Probability of a specific Yahtzee
Suppose we want a Yahtzee with 1's. The best way to attempt this is obviously to save all
1's and roll the rest of the dice each of the turns (as many as 3).
When rolling 5 6-sided dice, each of the 5 dice can occur any of 6 ways. For 1 dice, there
are 6^1 possibilities, 6^2 possibilities for 2 dice, etc. Thus for 5 dice there are 6^5 =
7776 possibilities.
After 1 roll, you can be left with anything between 0 & 5 1's, i.e.:
X X X X X, 1 X X X X, 1 1 X X X, 1 1 1 X X, 1 1 1 1 X, or 1 1 1 1 1
The number of times each occurs is:
X X X X X : 5^5 = 3125
1 X X X X : (5)(5^4) = 3125
1 1 X X X : (10)(5^3) = 1250
1 1 1 X X : (10)(5^2) = 250
1 1 1 1 X : (5)(5) = 25
1 1 1 1 1 : 1
which of course add to 7776.
Explanation: For X X X X X (X being anything other than 1), each dice can be any of 5
possible numbers, so the number of ways this can occur is 5*5*5*5*5 = 5^5. For 1 X X X X,
the 1 can be in any of 5 places, and among the remaining 4 dice, they can occur in any
of 5^4 ways. Thus (5)(5^4) ways. For 1 1 X X X, the 1 1 can be in any of 10 places:
1 1 X X X, 1 X 1 X X, 1 X X 1 X, 1 X X X 1, X 1 1 X X, X 1 X 1 X, X 1 X X 1, X X 1 1 X,
X X 1 X 1, X X X 1 1; and among the remaining dice, they can occur in any of 5^3 ways.

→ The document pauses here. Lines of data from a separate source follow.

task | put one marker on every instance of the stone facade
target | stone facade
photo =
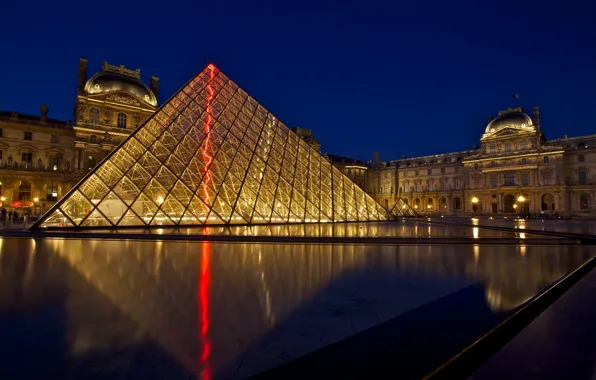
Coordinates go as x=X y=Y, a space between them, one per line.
x=41 y=159
x=109 y=106
x=36 y=161
x=516 y=170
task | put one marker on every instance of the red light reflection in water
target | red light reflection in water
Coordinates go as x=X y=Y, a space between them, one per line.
x=203 y=302
x=206 y=155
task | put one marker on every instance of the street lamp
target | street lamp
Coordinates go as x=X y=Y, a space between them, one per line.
x=521 y=199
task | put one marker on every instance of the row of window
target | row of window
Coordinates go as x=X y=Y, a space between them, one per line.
x=442 y=186
x=94 y=118
x=29 y=136
x=429 y=172
x=24 y=194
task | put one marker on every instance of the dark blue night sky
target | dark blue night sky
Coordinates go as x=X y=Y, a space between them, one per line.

Thus (10)(5^3) = 1250 ways. Similarly for the others.
During subsequent rolls, anything between 5 & 1 dice will be rolled. Thus a similar
table must be made for anything between 4 & 1 dice.
4 dice, 6^4 = 1296 possibilities:
X X X X, 1 X X X, 1 1 X X, 1 1 1 X, 1 1 1 1
The number of times each occurs is:
X X X X : 5^4 = 625
1 X X X : (4)(5^3) = 500
1 1 X X : (6)(5^2) = 150
1 1 1 X : (4)(5) = 20
1 1 1 1 : 1
3 dice, 6^3 = 216 possibilities:
X X X : 5^3 = 125
1 X X : (3)(5^2) = 75
1 1 X : (3)(5) = 15
1 1 1 : 1
2 dice, 6^2 = 36 possibilities:
X X : 5^2 = 25
1 X : (2)(5) = 10
1 1 : 1
1 dice, 6 possibilities:
X : 5
1 : 1
Consider the table for 3 dice. The probability of rolling 0 1's with 3 dice is 125/216,
the probability of one 1 is 75/216, the probability of 2 1's is 15/216, and the probability
of 3 1's is 1/216. The same is applicable to all tables. E.g., the probability of rolling
2 1's with 5 dice is 1250/7776.
These probabilities can be used to calculate the probability of obtaining a Yahtzee with
1's using as many as 3 rolls. All possibilities must be considered. E.g., rolling 0 1's,
then 0 1's, then 5 1's. The probability of that occurring is the product of each individual
probability. I.e., (3125/7776)(3125/7776)(1/7776). Similarly for 0 1's then one 1 then
4 1's, 0 1's then 2 1's then 3 1's, etc.
So the calculation goes as follows. Suppose 0 1's are rolled first. Then the probability
of obtaining Yahtzee this way is:
(3125/7776)((3125/7776)(1/7776) + (3125/7776)(1/1296) + (1250/7776)(1/216) +
(250/7776)(1/36) + (25/7776)(1/6) + 1/7776)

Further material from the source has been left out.